The man next to me, 20 years younger, and an inch shorter, made eye contact with me and said, “What was the most profound book you ever read, and how did it affect your life?”
I paused, even while hearing the bus driver guffaw in the background, plundering my memory. I was about to mention “Interview with a Vampire,” (for reasons I’ll explain in a later blog), but then, after a couple seconds said, The Alexandria Quartet by Lawrence Durrell. He confessed he’d never heard of it.
I gave him a quick synopsis. The Quartet is comprised of four books Justine, Balthazar, Mountolive, and Clea, each named after a different character. The first one, Justine, I read and loved. I saw the colorful story, set in Egypt , unfurl with sensual and exotic imagery. I loved the story, though I felt sometimes impatient with the narrator (who was not Justine). The second book, however, had somewhat the same story, but was retold by another character.
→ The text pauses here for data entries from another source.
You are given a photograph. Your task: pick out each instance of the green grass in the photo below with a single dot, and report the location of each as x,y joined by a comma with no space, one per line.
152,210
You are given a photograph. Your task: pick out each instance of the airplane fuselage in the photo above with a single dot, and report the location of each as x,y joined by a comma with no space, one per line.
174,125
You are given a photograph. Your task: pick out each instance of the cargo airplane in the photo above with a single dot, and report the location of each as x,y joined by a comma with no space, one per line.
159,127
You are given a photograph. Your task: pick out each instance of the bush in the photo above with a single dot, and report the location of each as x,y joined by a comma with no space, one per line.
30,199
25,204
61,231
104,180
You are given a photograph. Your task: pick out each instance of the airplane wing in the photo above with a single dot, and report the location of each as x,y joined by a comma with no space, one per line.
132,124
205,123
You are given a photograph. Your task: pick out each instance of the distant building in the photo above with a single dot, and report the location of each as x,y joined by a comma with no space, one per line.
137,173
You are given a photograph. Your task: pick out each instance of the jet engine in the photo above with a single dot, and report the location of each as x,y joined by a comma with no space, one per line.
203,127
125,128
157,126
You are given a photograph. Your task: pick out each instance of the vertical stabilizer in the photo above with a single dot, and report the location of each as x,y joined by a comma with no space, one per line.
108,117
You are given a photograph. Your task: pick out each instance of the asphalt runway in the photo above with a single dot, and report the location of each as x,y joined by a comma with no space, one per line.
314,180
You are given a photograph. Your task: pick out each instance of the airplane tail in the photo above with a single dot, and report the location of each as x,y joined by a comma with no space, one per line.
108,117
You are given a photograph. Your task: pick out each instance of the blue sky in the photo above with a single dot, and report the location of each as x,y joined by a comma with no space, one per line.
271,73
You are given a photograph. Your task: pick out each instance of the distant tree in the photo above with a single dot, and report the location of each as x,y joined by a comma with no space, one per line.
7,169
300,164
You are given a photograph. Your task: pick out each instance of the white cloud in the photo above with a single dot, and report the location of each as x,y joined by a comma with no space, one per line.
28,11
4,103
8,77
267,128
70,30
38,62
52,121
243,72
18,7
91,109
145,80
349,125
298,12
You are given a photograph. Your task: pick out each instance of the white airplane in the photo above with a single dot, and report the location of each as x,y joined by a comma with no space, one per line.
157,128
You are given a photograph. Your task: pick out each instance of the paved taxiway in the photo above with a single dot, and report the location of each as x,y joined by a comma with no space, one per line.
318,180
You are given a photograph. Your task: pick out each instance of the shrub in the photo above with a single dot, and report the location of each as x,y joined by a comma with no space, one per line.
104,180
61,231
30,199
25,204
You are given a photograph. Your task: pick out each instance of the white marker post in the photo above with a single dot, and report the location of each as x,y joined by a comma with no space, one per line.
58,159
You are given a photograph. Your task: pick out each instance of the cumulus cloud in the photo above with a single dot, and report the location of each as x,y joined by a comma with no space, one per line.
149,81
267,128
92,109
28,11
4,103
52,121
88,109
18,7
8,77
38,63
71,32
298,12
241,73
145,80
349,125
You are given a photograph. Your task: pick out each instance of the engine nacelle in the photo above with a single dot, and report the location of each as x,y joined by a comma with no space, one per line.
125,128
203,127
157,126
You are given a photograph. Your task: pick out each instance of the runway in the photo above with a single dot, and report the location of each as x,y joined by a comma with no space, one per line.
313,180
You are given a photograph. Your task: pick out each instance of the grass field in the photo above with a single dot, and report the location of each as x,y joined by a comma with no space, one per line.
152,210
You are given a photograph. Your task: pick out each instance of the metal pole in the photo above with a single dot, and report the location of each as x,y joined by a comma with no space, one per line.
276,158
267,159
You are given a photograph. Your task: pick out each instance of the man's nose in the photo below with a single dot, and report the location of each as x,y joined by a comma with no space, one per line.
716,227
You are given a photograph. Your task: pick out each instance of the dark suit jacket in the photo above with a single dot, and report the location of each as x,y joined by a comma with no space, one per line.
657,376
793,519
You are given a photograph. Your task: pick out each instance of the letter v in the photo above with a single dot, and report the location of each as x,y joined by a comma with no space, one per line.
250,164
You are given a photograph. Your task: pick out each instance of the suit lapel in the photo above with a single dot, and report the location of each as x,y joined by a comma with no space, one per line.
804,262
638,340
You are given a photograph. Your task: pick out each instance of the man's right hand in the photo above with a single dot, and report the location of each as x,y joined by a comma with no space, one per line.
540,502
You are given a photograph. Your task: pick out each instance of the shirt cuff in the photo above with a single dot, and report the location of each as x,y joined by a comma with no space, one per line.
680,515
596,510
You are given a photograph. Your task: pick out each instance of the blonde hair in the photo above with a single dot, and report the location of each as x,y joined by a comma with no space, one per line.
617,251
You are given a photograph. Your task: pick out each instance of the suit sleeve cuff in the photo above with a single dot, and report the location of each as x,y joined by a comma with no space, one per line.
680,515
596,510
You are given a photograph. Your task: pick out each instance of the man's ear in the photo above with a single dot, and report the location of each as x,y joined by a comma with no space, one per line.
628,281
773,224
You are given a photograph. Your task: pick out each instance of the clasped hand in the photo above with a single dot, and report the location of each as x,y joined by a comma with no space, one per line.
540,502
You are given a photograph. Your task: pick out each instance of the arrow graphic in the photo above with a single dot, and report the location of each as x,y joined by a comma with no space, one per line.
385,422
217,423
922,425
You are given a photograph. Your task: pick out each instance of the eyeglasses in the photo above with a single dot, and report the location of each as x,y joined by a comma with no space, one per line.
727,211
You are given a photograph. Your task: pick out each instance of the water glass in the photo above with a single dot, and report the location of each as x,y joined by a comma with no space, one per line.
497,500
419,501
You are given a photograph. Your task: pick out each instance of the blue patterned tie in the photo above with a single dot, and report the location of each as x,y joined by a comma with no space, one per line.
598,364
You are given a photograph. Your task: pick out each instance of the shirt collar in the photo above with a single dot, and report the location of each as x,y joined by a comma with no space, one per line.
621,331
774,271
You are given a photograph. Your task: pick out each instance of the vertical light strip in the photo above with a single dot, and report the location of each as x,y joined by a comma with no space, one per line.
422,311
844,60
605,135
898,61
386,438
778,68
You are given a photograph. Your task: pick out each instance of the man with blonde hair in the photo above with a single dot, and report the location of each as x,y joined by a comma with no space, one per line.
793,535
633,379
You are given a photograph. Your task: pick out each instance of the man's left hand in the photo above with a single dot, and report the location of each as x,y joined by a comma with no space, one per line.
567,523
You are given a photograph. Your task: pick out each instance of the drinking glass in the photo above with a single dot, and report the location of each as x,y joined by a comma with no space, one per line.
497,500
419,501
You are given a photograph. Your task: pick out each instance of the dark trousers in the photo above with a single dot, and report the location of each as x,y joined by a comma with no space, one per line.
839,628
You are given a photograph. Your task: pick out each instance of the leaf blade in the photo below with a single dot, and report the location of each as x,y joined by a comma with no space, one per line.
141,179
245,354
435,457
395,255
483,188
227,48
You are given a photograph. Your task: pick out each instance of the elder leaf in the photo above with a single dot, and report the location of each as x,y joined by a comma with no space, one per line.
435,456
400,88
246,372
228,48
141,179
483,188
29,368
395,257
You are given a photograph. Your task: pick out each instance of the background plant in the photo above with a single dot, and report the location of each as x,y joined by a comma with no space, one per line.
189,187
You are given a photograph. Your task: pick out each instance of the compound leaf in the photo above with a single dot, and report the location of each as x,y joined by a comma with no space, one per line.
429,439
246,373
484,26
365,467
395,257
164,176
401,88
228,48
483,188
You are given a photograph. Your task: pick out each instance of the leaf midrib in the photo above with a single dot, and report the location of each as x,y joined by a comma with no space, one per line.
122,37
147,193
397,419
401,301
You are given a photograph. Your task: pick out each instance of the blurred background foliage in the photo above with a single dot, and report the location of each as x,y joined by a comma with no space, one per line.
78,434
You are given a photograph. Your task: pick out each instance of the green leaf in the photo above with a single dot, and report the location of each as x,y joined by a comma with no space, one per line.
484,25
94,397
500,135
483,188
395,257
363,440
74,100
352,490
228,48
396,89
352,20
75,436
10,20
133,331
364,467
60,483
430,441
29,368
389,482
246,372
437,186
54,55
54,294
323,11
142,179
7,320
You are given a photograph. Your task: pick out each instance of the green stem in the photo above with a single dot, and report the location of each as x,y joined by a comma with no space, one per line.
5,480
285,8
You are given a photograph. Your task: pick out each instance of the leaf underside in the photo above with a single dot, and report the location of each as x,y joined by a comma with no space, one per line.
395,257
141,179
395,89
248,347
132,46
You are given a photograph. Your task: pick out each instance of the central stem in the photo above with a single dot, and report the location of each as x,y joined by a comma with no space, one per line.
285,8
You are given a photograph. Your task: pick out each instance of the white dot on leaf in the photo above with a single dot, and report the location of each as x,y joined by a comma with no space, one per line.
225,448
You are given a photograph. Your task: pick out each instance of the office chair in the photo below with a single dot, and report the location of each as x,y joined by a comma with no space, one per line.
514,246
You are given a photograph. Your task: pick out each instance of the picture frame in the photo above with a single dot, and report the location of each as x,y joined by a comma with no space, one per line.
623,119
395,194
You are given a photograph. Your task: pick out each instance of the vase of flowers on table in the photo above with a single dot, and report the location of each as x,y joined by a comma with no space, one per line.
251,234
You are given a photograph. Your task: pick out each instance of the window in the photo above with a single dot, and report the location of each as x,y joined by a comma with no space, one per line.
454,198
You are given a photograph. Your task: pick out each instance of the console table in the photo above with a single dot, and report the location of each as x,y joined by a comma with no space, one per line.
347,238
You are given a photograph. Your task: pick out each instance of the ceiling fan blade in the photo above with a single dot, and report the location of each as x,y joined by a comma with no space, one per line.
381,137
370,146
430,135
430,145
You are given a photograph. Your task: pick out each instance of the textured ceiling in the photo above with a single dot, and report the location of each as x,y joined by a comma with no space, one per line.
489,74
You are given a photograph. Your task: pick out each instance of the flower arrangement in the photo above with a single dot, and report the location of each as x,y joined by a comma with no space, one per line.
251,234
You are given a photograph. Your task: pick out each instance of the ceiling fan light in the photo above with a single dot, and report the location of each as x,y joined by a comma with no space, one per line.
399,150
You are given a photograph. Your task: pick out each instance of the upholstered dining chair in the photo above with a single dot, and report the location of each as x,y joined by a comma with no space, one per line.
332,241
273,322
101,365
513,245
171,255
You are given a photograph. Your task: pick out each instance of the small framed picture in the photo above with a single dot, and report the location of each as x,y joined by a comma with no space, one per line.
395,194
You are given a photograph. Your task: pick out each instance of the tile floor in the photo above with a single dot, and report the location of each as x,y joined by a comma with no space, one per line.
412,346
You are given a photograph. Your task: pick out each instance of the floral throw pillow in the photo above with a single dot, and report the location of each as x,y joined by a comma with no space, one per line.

I discovered that everything I had thought true in the first book was only true in THAT narrator’s eyes – that the new character had seen everything differently.
This was a startling concept to me, and had a profound impact because I was young, all of 19 or 20. I had not really seen, before then, the point of view of the other. I guess I’d assumed, in the egocentric manner of a teenager, that everyone more or less saw ‘reality’ the same as I did.
I asked the young man what book he had read. He said he’d been reading quantum physics (I do not recall the title), and that he was amazed that everything we see is just a tiny bit of what actually exists.
I mentioned that not only did what we see change when viewed through the quantum physics lens, but also when we ourselves had changed. I told him about Robert Kegan’s stages of development that I had read a bit about, with the lowest being a completely self-involved, selfish person, and the highest being someone like Gandhi, peace loving and compassionate. Kegan believes we are evolving towards higher mind, irregardless of how much bad behavior we read about daily.
We marveled that we were sort of talking about the same things. Then I noticed through the bus window that our delightful conversation had sped the bus to my destination. I was sorry to have it end! He asked me for my card, and I didn’t have one. He started to write down his particulars, and then I think we both felt a little awkward. It was a conversation for that moment in time, but probably wouldn’t happen again outside our unique set of circumstances. I was content with that. I don’t know if he was…
My question to my friends would be the same that man asked me – “What book (or books) have had a profound influence on your life, and how?”